Khajuraho is an ancient temple site in the state of Madhya Pradesh (M.P.), Central India, bordering my own state of Uttar Pradesh (U.P.) in the north. It is now a UNESCO World Heritage Site and gets a healthy amount of national/international tourist traffic. More details about Khajuraho can be checked online. It’s definitely deserves the world heritage site tag and is worth visiting at least once.
As a college student, I had visited it along with my college mates, way back in 1988. This time around I wanted to check it as it was super budget friendly and had some good adventure trails. I based this off my own travel as a college student and the internet.
I started the journey in October, 2017, when it’s autumn here. The distance was 250 km. approx., one way and then back. I plotted the track on Google map and then set off. It was the same Kanpur-Hamirpur-Maudaha route which then goes on to the city of Mahoba; crosses the M.P. border and then into Chattarpur from where the track branches into Khajuraho.
Except for the granite blasting quarries of Kabrai, a town preceding Mahoba, the route is scenic and enjoyable. Kabrai must be what they call Dante’s Hell. By the time I crossed it I was plastered in granite dust and looked like a ghost from the Evil Dead. My MTB was having issues too as the dust had settled on the gears and chain, which meant that I had to take a night halt in Mahoba, the last town of U.P.. The morning started off bad as some kids in the hotel had played around with the bike gears in the night, which meant that I had to spend precious time trying to fine tune them.
Our towns are notoriously overcrowded and the traffic is chaotic, hence long distance cyclists like me try to cross them as early as possible, but I started late from Mahoba and consequently went headlong into the peak hour, chaotic traffic of Chhatarpur, the next town. Anyway, I did take a stop or two along the way to fiddle with the gear system.
Small hillocks on the road to Chhatarpur above, it’s also unbearably hot even in October. I felt it was close to 38° C in the afternoon.
Roadside eatery about 20 km. before Chhatarpur town. I have stopped here often on my other trips too. The owner thinks I am crazy going around India on my MTB.

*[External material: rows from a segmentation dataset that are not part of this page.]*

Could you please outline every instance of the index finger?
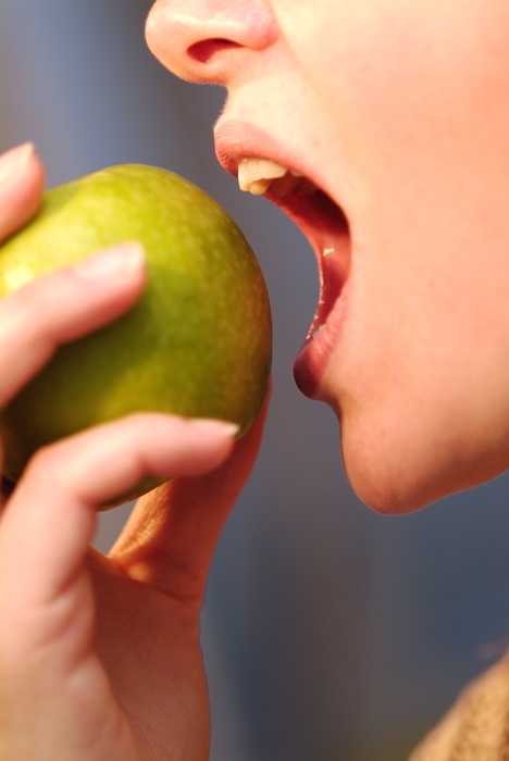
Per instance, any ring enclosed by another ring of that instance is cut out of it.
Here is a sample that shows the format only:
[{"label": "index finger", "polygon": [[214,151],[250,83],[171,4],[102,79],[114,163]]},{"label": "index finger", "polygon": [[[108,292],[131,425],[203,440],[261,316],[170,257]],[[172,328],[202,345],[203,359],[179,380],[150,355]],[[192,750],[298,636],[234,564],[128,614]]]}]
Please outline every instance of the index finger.
[{"label": "index finger", "polygon": [[44,187],[45,171],[32,142],[0,155],[0,241],[34,216]]}]

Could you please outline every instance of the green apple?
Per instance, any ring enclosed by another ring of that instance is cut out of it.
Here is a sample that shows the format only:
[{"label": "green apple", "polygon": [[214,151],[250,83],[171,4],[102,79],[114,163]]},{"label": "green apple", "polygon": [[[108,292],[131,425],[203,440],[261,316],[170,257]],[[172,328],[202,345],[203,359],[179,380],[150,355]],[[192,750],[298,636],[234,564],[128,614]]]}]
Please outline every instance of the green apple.
[{"label": "green apple", "polygon": [[244,435],[266,394],[272,324],[254,254],[207,194],[126,164],[45,195],[0,247],[0,297],[122,240],[146,251],[148,284],[112,325],[61,347],[0,413],[4,475],[50,441],[131,412],[233,421]]}]

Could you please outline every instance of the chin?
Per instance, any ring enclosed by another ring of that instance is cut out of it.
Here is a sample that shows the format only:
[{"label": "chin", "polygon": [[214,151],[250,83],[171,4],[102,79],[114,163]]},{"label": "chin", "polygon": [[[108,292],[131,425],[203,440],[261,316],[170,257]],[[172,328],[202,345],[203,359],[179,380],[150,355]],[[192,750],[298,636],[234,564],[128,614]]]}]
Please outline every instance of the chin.
[{"label": "chin", "polygon": [[[400,433],[400,432],[399,432]],[[388,515],[414,512],[443,497],[480,486],[504,473],[509,452],[462,451],[414,436],[388,437],[373,425],[369,434],[342,424],[342,454],[359,499]]]}]

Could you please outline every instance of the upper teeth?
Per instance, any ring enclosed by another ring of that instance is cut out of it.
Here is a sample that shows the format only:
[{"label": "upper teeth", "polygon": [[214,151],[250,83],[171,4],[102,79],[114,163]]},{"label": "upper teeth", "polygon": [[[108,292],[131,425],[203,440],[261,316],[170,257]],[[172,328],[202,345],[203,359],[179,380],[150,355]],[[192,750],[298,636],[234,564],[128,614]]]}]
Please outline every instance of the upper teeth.
[{"label": "upper teeth", "polygon": [[[283,178],[281,183],[278,180]],[[302,186],[306,192],[314,192],[316,189],[309,179],[302,177],[300,172],[287,170],[269,159],[243,159],[238,163],[238,184],[240,190],[249,190],[253,196],[261,196],[274,183],[274,191],[277,195],[286,195],[297,185]]]}]

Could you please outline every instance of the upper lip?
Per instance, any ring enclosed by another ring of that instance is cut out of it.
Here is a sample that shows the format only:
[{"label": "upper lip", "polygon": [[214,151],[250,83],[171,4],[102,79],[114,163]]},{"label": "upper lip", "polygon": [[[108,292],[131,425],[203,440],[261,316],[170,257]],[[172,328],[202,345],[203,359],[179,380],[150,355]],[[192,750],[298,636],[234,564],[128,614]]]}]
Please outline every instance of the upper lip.
[{"label": "upper lip", "polygon": [[[320,301],[305,346],[314,339],[318,329],[325,325],[328,330],[321,334],[316,340],[319,345],[327,345],[330,349],[331,338],[337,334],[340,322],[339,311],[334,308],[348,278],[351,241],[343,204],[338,203],[327,189],[327,177],[321,176],[321,172],[327,172],[327,167],[323,166],[326,162],[318,161],[316,158],[313,161],[311,149],[298,151],[296,159],[295,149],[287,147],[284,140],[274,138],[251,124],[235,121],[219,122],[215,129],[215,150],[220,164],[234,177],[237,177],[238,163],[243,159],[269,159],[290,172],[298,172],[318,187],[316,192],[311,196],[294,191],[278,197],[272,188],[269,188],[264,196],[283,209],[297,224],[314,250],[321,282]],[[335,252],[333,257],[327,255],[330,251]],[[321,366],[311,373],[314,376],[312,383],[309,373],[299,372],[299,385],[309,396],[315,392],[315,386],[320,384],[326,354],[327,352],[323,352]],[[306,379],[302,379],[302,375],[307,375]]]},{"label": "upper lip", "polygon": [[214,138],[218,161],[234,177],[243,159],[270,159],[287,170],[299,172],[325,190],[323,178],[313,176],[314,170],[303,155],[295,159],[283,141],[259,127],[236,121],[220,122]]}]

It takes an effort to negotiate the chaotic town traffic even for a normal cyclist, but if you have about 130 km. under your belt; and your bums have rubbed raw on the saddle, the chaos can become a nightmare. Added to that was my own 10 kg. backpack on the mtb carrier. It took me about 2 hours to cross Chhatarpur, about 15 km. from one end to another.
Once I was on the Khajuraho highway, everything settled down except for the blaring of bus and truck horns, which often means that you climb down the road and hit the dirt track, to avoid them knock you off the road.
Road to Khajuraho, all clear except for the occasional crazy traffic.
All along the way it was the usual inquisitive people on mobikes and the occasional tea-samosa break. Khajuraho itself was uneventful and it was getting dark when I arrived there. I checked into my hotel and then slept like a log. Next day I was up and took off to Raneh Waterfalls about 20 km. from Khajuraho town. It is also a wildlife sanctuary.
Raneh wild life sanctuary, inside the gates.
It has wild boars, deer, leopards and bears. The display board says tigers too, but the forester rangers told me that there were no tigers in Raneh Waterfall Forest Reserve.
The Waterfall itself, it’s a raging roaring thing in the monsoon season.
Pools created by the Raneh Waterfall.
Went back to Khajuraho and took a few snaps of the Temple Complex. Khajuraho has several temple complexes, so if you do visit, make sure you look up all of them.
The architecture and wall sculptures are breathtaking, this is just one of the several temples in the main temple complex.
Another temple in the complex, notice the sculpted stairs, although a lot has been lost.
That’s it ! It took me 4 days to and fro from my city to Khajuraho and 2 days in Khajuraho itself. Nice memories.